Роман уставился на Мурзу, Мурза на Романа, в такой позе застыли на некоторое время. И вот Мурза вздохнул тяжко- тяжко, глубоко-глубоко, от самых пят:

– Как жаль, что на свете еще столько недоумок…

– Почему это я кажусь тебе недоумком? – обиделся Роман. – Потому что считаешь себя не гостем на этом свете, а Кащеем-Бессмертным.

– Все мы гости…

– Во-во, то же самое я хотел жирно подчеркнуть химическим карандашом, которым я на твоем временном памятнике из ствола акации напишу, слюнявя его вот так на ладони…

— Ты это на какую дорогу вышел?

– На ту, по которой тебя тихо понесем в ту страну…

– Почему меня?

– Ты что, только что был гостем на земле, теперь не согласен?

– Гость. Но…

– Вот и умрешь, как тебе и положено. Кто будет обмывальщиком твоего трупа, как не я? И вот, согласно дедовским славным обычаям – надеюсь, ты не против них? – вот и прекрасно, – мне достанутся полушубок мой, который пока еще твой, и твоя же – пока! – золотистая бухарская папаха, твои красные хромовые сапоги. И по закону левирата мне же достанется твоя голубоглазая жена. И в довесок кол всему с твоих поминок прихвачу домой зеленое эмалированное ведро плова перчистого…

— Кто с тобой о деле говорит, тот глупее тебя во сто крат! – Роман порывисто вскочил из-за стола и даже ни разу не оглянулся.

…Мурза не из тех, которые что-то недоговаривают, обкорнают рассказ – он только добавит к были небыль.
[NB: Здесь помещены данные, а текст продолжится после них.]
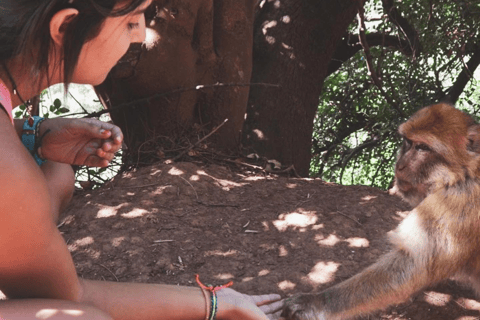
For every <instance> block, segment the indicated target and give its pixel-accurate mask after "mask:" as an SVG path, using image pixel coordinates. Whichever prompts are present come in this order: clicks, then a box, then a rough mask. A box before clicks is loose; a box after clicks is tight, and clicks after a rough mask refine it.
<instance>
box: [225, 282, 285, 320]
mask: <svg viewBox="0 0 480 320" xmlns="http://www.w3.org/2000/svg"><path fill="white" fill-rule="evenodd" d="M217 297H218V319H232V320H233V319H242V320H267V319H269V320H276V319H279V318H280V313H281V310H282V308H283V304H284V303H283V300H280V299H281V297H280V295H278V294H266V295H259V296H251V295H247V294H242V293H239V292H237V291H235V290H233V289H230V288H226V289H222V290H220V291H217Z"/></svg>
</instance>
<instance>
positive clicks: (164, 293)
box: [0, 113, 275, 320]
mask: <svg viewBox="0 0 480 320" xmlns="http://www.w3.org/2000/svg"><path fill="white" fill-rule="evenodd" d="M0 150H2V156H0V194H1V201H0V257H1V259H0V290H1V291H3V292H4V293H5V294H6V295H7V296H8V297H9V298H13V299H15V298H45V299H60V300H70V301H76V302H81V303H87V304H92V305H94V306H96V307H97V308H99V309H101V310H104V311H106V312H107V313H109V314H111V315H112V317H113V318H114V319H129V320H132V319H142V320H143V319H168V320H173V319H183V320H188V319H192V320H193V319H199V320H200V319H205V310H206V309H205V298H204V296H203V293H202V291H201V290H200V289H199V288H195V287H178V286H168V285H155V284H135V283H115V282H103V281H89V280H79V279H78V277H77V274H76V271H75V267H74V264H73V261H72V258H71V255H70V253H69V251H68V249H67V245H66V243H65V241H64V239H63V237H62V236H61V234H60V233H59V231H58V229H57V228H56V226H55V224H54V222H53V218H52V213H51V205H50V199H49V193H48V190H47V186H46V183H45V178H44V175H43V174H42V172H41V171H40V169H39V167H38V166H37V165H36V163H35V162H34V160H33V158H32V157H31V156H30V154H29V153H28V152H27V150H26V148H25V147H24V146H23V145H22V143H21V142H20V139H18V136H17V133H16V132H15V130H14V128H13V126H12V125H11V122H10V120H9V118H8V116H7V115H6V114H3V113H0ZM225 290H228V289H225ZM232 297H233V298H232ZM272 299H275V298H272ZM217 319H219V320H220V319H231V320H234V319H245V320H262V319H263V320H266V319H267V317H266V316H265V315H264V314H263V313H262V312H261V311H260V309H258V308H257V307H256V306H255V304H253V303H252V302H251V301H248V300H247V299H245V298H244V296H241V295H239V296H234V295H231V296H230V298H228V299H227V298H225V297H224V298H223V299H219V306H218V316H217Z"/></svg>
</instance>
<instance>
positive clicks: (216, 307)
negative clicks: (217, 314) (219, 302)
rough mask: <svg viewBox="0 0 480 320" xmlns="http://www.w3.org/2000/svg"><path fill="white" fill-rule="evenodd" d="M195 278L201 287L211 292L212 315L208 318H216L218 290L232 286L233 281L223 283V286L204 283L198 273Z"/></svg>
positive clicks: (224, 288)
mask: <svg viewBox="0 0 480 320" xmlns="http://www.w3.org/2000/svg"><path fill="white" fill-rule="evenodd" d="M195 278H196V280H197V283H198V285H199V286H200V288H202V289H203V290H206V291H209V292H210V296H211V303H212V304H211V309H210V315H209V317H208V320H215V318H216V316H217V309H218V300H217V293H216V292H217V291H219V290H222V289H225V288H228V287H230V286H231V285H233V281H230V282H229V283H227V284H224V285H221V286H213V285H211V284H208V285H204V284H203V283H202V282H201V281H200V276H199V275H198V274H197V275H196V277H195Z"/></svg>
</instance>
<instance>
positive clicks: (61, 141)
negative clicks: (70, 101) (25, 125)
mask: <svg viewBox="0 0 480 320" xmlns="http://www.w3.org/2000/svg"><path fill="white" fill-rule="evenodd" d="M39 136H40V137H43V139H42V141H41V145H40V147H39V148H38V150H37V152H38V155H39V156H40V157H41V158H43V159H46V160H51V161H56V162H61V163H68V164H72V165H86V166H90V167H106V166H108V164H109V163H110V161H111V160H112V159H113V157H114V155H115V153H116V152H117V151H118V150H120V148H121V146H122V141H123V134H122V131H121V130H120V128H119V127H117V126H115V125H113V124H110V123H106V122H103V121H99V120H95V119H65V118H54V119H48V120H46V121H44V122H43V123H42V124H41V125H40V133H39Z"/></svg>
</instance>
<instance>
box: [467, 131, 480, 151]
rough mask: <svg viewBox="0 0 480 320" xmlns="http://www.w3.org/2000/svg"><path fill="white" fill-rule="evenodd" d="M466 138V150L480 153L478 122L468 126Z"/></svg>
mask: <svg viewBox="0 0 480 320" xmlns="http://www.w3.org/2000/svg"><path fill="white" fill-rule="evenodd" d="M467 139H468V143H467V150H468V151H471V152H474V153H477V154H480V124H475V125H473V126H470V127H469V128H468V132H467Z"/></svg>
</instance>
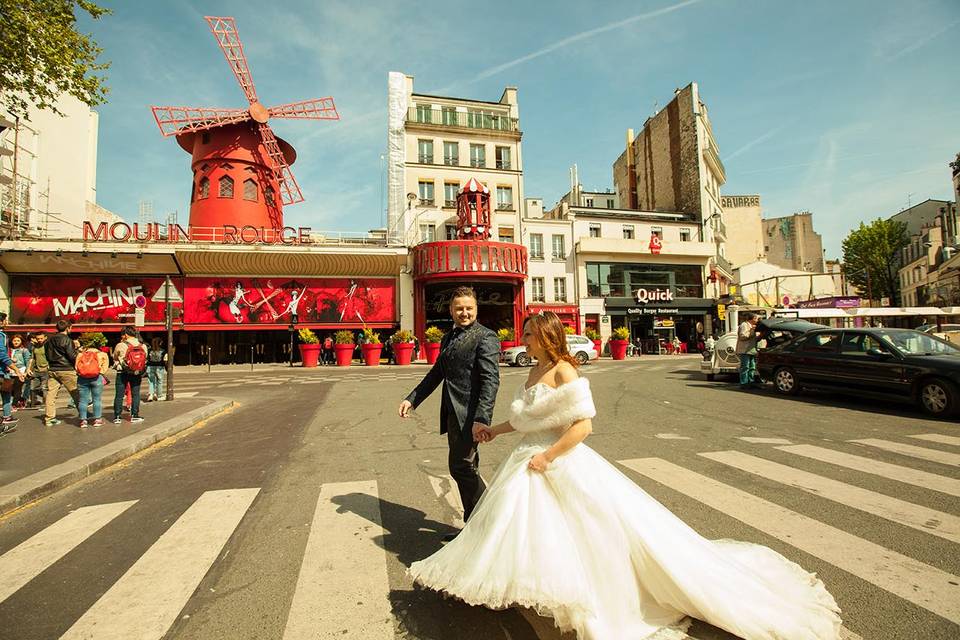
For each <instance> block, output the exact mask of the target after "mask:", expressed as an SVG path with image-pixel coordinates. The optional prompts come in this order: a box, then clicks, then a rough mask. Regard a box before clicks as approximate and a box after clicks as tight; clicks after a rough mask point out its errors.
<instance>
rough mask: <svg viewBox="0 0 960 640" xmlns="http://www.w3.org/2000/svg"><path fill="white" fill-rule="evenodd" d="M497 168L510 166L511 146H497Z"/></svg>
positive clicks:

На второй же день полусонным пассажирам первого рейса автобуса Зилга-Беслан поведал все и, смеясь, закруглил:

– Вынесла его душа и утерю полушубка, не возражал и против папахи и сапог, даже из-за жены не обиделся, но ведро плова его доконало – что это за грабеж средь бела дня, говорит, куда ты целыми ведрами таскаешь?

…ДО поздней осени Роман обходил дом Мурзы, ни привета- ответа, но в дни Великого Джеоргуба, когда по очереди начали обходить соседи друг друга, благословляя жертвоприношения святому Георгию–Победоносцу, как же им не встретиться было за одним пиршеским столом. Мурза с порога заметил, что Роман, как черт от ладана, воротит нос.

– Ты заикаться начал что ли, а, сосед?

– Клянусь Аллахом, ты не то что заику, мертвого вынудишь сказать пару слов, – из под усов Романа выскользнула улыбка-ухмылка.